Conférence de presse commune du président palestinien Mahmoud Abbas et du numéro un du Hamas, Khaled Mechaal, ce dimanche 21 janvier à Damas. 

		(Photo: AFP)
Conférence de presse commune du président palestinien Mahmoud Abbas et du numéro un du Hamas, Khaled Mechaal, ce dimanche 21 janvier à Damas.
(Photo: AFP)
Les Palestiniens auront vécu une des années les plus sombres de leur histoire depuis la victoire électorale des islamistes du Hamas, le 25 janvier 2006. Déjà en déliquescence, l’Autorité palestinienne est, aujourd’hui, paralysée par une lutte de pouvoir entre le Hamas, à la tête du gouvernement, et la présidence contrôlée par le Fatah. C’est dans ce contexte de crise politique et économique aiguë que les responsables palestiniens se sont rencontrés, dimanche, à Damas. Le chef du Fatah, Mahmoud Abbas, et le numéro un du Hamas, Khaled Mechaal, ont repris le dialogue sur la mise en place d’un gouvernement d’union nationale.

La rencontre tant attendue entre Mahmoud Abbas (Fatah) et Khaled Mechaal (Hamas), les responsables des deux principaux mouvements palestiniens s’est tenue, dimanche 21 janvier, à Damas. C’était leur première entrevue après des mois de conflit et l’échec, l’an dernier, d’un «dialogue national» pour parvenir à un programme politique commun. Lors d’une conférence de presse commune dans la capitale syrienne, les représentants des deux factions rivales ont assuré qu’ils poursuivraient le dialogue au cours des deux prochaines semaines, en vue de la formation d’un gouvernement d’unité nationale, car «il n’est pas normal de se battre», comme l’a déclaré le chef politique du Mouvement de la résistance islamique (Hamas).

«La peur au ventre»

Un an après sa victoire aux élections législatives, Ismaïl Haniyeh, haut responsable du Hamas, dirige un gouvernement paralysé. Devant son refus de reconnaître Israël et de renoncer à la violence, les Etats-Unis et l’Union européenne ont gelé leurs aides directes à l’Autorité palestinienne. Asphyxiés par un boycott occidental et une crise politique interne sans précédent, les Palestiniens dressent un bilan sans appel : «Nous vivons, depuis un an, sans salaires, sans sécurité, sans stabilité, et avec la peur au ventre», avoue à l’AFP Nidal Mohammed (32 ans), employé au ministère de la Santé, à Gaza. Le 19 janvier dernier, Israël a remboursé 100 millions de dollars à l’Autorité palestinienne, sur les 600 millions qu’il lui doit, contournant ainsi le Hamas pour que l’argent aille directement aux ayants droits, notamment aux hôpitaux, où la dégradation de la situation sanitaire est à son comble. L’Union européenne a mis en place un mécanisme de paiement à destination des médecins pour éviter que les sommes d’argent ne transitent par les ministères tenus par le Hamas, dont le ministère des Finances.

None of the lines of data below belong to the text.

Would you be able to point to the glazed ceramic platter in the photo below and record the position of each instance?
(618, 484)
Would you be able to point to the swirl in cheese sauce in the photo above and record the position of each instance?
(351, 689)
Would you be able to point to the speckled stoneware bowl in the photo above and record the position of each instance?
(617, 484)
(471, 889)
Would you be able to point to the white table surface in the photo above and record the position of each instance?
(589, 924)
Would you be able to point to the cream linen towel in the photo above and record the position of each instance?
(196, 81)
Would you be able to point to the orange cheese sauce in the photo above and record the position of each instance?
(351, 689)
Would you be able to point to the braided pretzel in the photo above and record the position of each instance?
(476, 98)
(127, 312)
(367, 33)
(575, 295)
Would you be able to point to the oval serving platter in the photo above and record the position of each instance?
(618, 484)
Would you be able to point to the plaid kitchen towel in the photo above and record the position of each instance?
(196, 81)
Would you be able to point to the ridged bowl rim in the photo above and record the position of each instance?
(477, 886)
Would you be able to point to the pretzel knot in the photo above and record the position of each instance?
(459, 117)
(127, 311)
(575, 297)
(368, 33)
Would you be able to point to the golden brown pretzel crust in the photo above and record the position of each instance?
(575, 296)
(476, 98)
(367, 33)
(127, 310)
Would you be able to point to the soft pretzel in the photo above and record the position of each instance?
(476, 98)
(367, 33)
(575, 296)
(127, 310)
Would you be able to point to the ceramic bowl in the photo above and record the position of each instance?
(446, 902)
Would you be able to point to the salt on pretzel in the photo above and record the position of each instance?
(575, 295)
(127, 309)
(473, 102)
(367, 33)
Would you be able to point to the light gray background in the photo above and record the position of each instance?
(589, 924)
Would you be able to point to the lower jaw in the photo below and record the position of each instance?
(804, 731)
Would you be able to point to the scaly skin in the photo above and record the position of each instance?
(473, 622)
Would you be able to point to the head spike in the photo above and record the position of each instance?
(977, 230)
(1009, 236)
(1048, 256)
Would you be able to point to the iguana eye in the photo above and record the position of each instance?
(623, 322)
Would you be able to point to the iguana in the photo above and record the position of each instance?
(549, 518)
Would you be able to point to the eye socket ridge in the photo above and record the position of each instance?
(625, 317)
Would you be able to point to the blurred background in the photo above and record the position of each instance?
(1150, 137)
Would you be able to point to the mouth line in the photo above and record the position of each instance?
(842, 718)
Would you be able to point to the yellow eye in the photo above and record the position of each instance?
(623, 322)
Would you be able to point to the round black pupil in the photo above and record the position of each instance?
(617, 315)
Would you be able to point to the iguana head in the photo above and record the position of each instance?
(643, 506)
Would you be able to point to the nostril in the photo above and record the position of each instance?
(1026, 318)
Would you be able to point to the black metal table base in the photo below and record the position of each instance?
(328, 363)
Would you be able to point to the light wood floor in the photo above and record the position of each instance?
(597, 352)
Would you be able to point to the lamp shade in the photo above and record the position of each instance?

De la crise politique aux affrontements armés

Il y a un an, face à un Fatah que les Palestiniens accusaient de manquer de fermeté dans les négociations avec Israël, et de mauvaise gestion en matière de sécurité et de corruption, le Hamas était perçu comme celui qui pourrait remédier à la situation. Les experts politiques avaient alors analysé le scrutin plus comme une défaite du Fatah que comme une victoire du Hamas. Fin juin, la crise politique a dégénéré en affrontements meurtriers entres membres du Fatah et du Hamas, alors que l’armée israélienne lançait une offensive meurtrière dans la bande de Gaza, après l’enlèvement du soldat israélien Gilad Shalit par des groupes armés, en juin dernier. Dans le même temps, les Israéliens ont arrêté des dizaines de députés et officiels du Hamas, en Cisjordanie, dont certains sont toujours détenus. Pour bon nombre de Palestiniens, la situation n’a jamais été aussi mauvaise depuis la création de l’Autorité palestinienne, en 1994.

«Le plus important succès du gouvernement est d’avoir tenu face à l’offensive israélienne féroce, de s’être maintenu au pouvoir sans renoncer à ses principes et d’avoir évité la guerre civile voulue par Israël», a déclaré Fawzi Barhoum, porte-parole du Hamas. Ce que dénonce Mohammad al-Hourani, cadre du Fatah : «La cause palestinienne traverse une phase d’isolement et se trouve en perte de vitesse sur la scène internationale».

«Le Hamas doit cesser de jouer sur les mots»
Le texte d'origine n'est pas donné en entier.